Gradient after fill_

ZeweiChu · August 3, 2018, 8:49pm

I wrote the following code:

k = topk_probs.shape[1]
positions2 = positions.clone().detach()
positions2.data.fill_(k-2)
positions2.data[target_na.data == 1] = k-1
positions2 = positions2.view(-1, 1)
target = topk_probs.gather(1, positions2)
hinge_loss = hinge_crit(target, topk_probs, 0.05)

positions2 of shape (batch_size, 1) are indices from which we want to get the values. I fill them by k-2 initially, but in the cases where target_na == 1, we set the index to be k-1. Then I gather from topk_probs, which is of shape (batch_size, k).

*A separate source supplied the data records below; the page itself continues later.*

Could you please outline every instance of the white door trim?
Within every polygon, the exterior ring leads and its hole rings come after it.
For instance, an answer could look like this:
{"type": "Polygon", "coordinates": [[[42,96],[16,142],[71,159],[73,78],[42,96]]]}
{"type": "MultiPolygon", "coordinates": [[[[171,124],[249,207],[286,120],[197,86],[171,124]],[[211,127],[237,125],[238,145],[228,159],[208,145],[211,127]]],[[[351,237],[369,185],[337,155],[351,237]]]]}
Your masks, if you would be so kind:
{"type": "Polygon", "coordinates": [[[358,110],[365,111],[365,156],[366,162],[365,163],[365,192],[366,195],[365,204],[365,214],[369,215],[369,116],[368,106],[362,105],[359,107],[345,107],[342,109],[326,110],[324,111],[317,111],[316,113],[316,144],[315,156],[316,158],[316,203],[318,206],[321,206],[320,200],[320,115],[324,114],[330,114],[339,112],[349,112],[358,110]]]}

hinge_crit is a hinge loss I implemented myself.

This would give me an error

RuntimeError: one of the variables needed for gradient computation has been modified by an inplace operation

I am wondering how I can avoid this error.

I tried adding

positions2 = positions2.view(-1, 1).detach()

but it still gives me the same error. I thought detach will make the variable detached from the previous computation graph and there will be no gradient any more. Did I misunderstand it?

tom · August 4, 2018, 8:42pm

If there are two options here based on a boolean criterion using torch.where to create positions2 might be a good way.

Best regards

Thomas